8. Explain how encryption protects data stored on a laptop. TYPE 2

Encryption scrambles/transforms the data using a key so that it cannot be read in its stored form. (1 mark)

Even if the laptop is stolen, the data is unreadable without the correct decryption key, so an attacker cannot access the information. (1 mark)

9. A user receives a text message from "HMRC" stating they are owed a tax refund and must tap a link to claim it within 24 hours. Identify the type of attack and describe two clues that suggest it is not legitimate. TYPE 2

Attack type: Phishing (via text message — also called smishing). (1 mark)

Two clues (1 mark each):
  • HMRC does not contact people about tax refunds by asking them to tap a link in a text message — this is not how official government communication works.
  • The message creates artificial urgency ("within 24 hours") to pressure the user into acting without thinking — a classic phishing tactic.
  • Legitimate tax refunds are paid directly into a bank account on file; they do not require the user to follow a link to claim them.
  • The link URL (if visible) is likely to be a fake domain rather than gov.uk.

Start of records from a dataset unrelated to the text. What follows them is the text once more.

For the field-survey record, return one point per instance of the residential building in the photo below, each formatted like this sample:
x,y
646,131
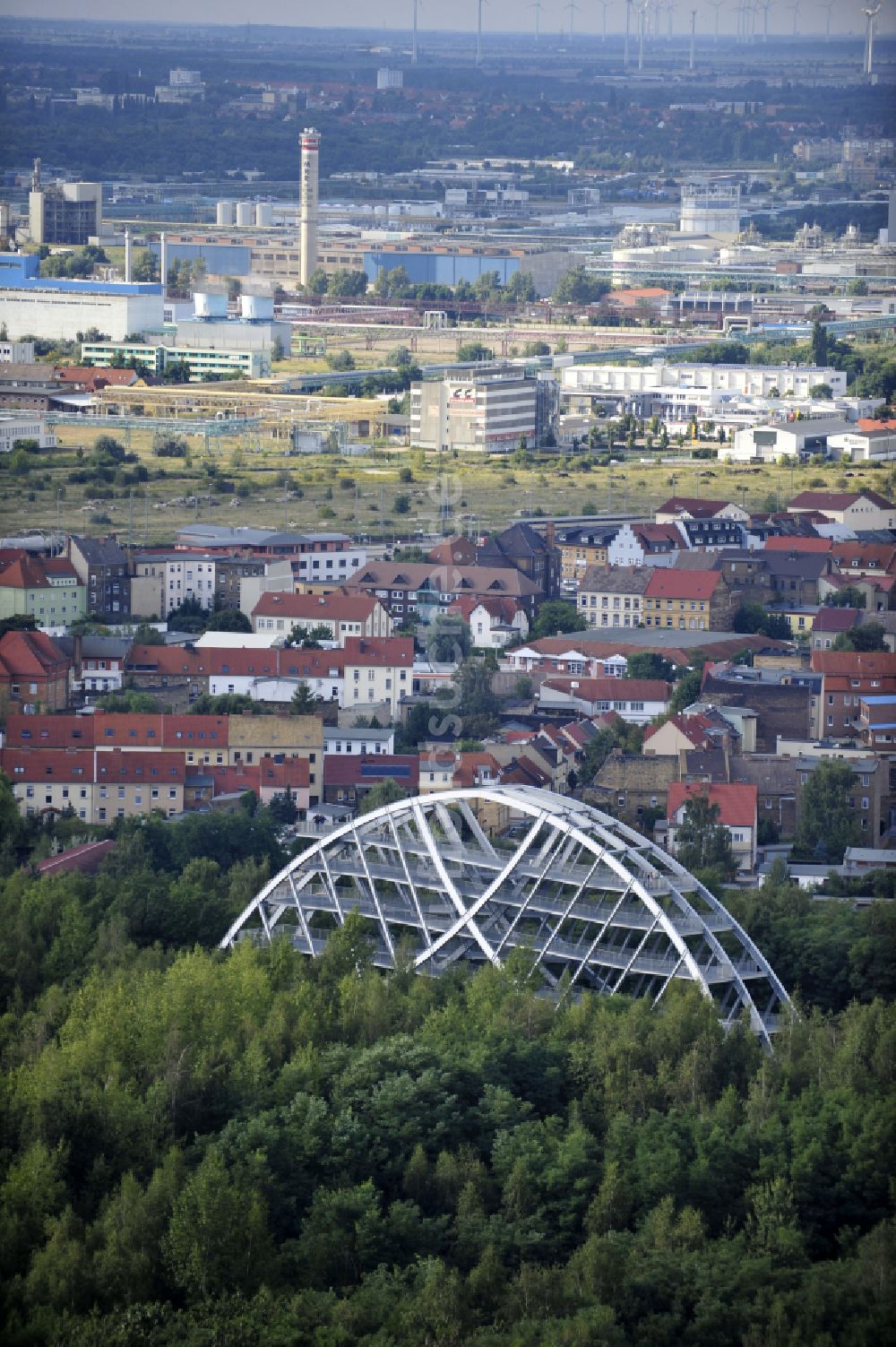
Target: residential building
x,y
847,678
98,663
877,722
638,701
613,596
831,623
34,672
602,653
860,557
99,787
687,731
786,702
377,671
646,544
342,615
689,600
860,511
527,551
163,581
47,589
697,508
419,591
868,800
633,787
347,780
581,547
737,813
358,739
101,566
495,623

10. Describe how a firewall protects a computer network, and explain why antivirus software must be kept up to date. TYPE 2

Firewall (2 marks):
A firewall monitors all incoming and outgoing network traffic and applies a set of rules to decide what is allowed. (1 mark) Any connections that do not meet the rules are blocked, preventing unauthorised access to the network. (1 mark)

Antivirus updates (1 mark):
New malware is created constantly. Antivirus software detects threats by comparing files against a database of known malware signatures. If the database is out of date, the software will not recognise new threats and will fail to protect the system.
Teacher notes — Shift+T to hide

Suggested timing: 70 minutes. Warm up 10 min; notes 25 min (split: environmental impact 12 min, security 13 min); worked examples 10 min; now you try 5 min; task set 20 min.

Key misconception to address: Pupils frequently conflate the different malware types, especially virus/worm and trojan/spyware. Stress that each type has a distinct definition — exam questions will test precise terminology. Also address the common belief that "encryption = security": it protects data contents but not access to the system.

Live demo suggestion: Show a real phishing email (use a screenshot from a spam folder or a published example). Walk through each clue: sender domain, urgency language, hover over link to reveal mismatch. Pupils respond well to seeing a real example. For environmental impact, show a live data centre energy dashboard if available (e.g. Google's carbon reporting page).

Extension question: "A company says it doesn't need antivirus software because it has a firewall. Explain why this reasoning is flawed." (A firewall blocks network-level intrusions; it does not scan files for malware that enters via legitimate channels such as email attachments or USB drives. Both are needed as complementary layers of defence.)

SQA command words covered: identify, describe, explain, suggest.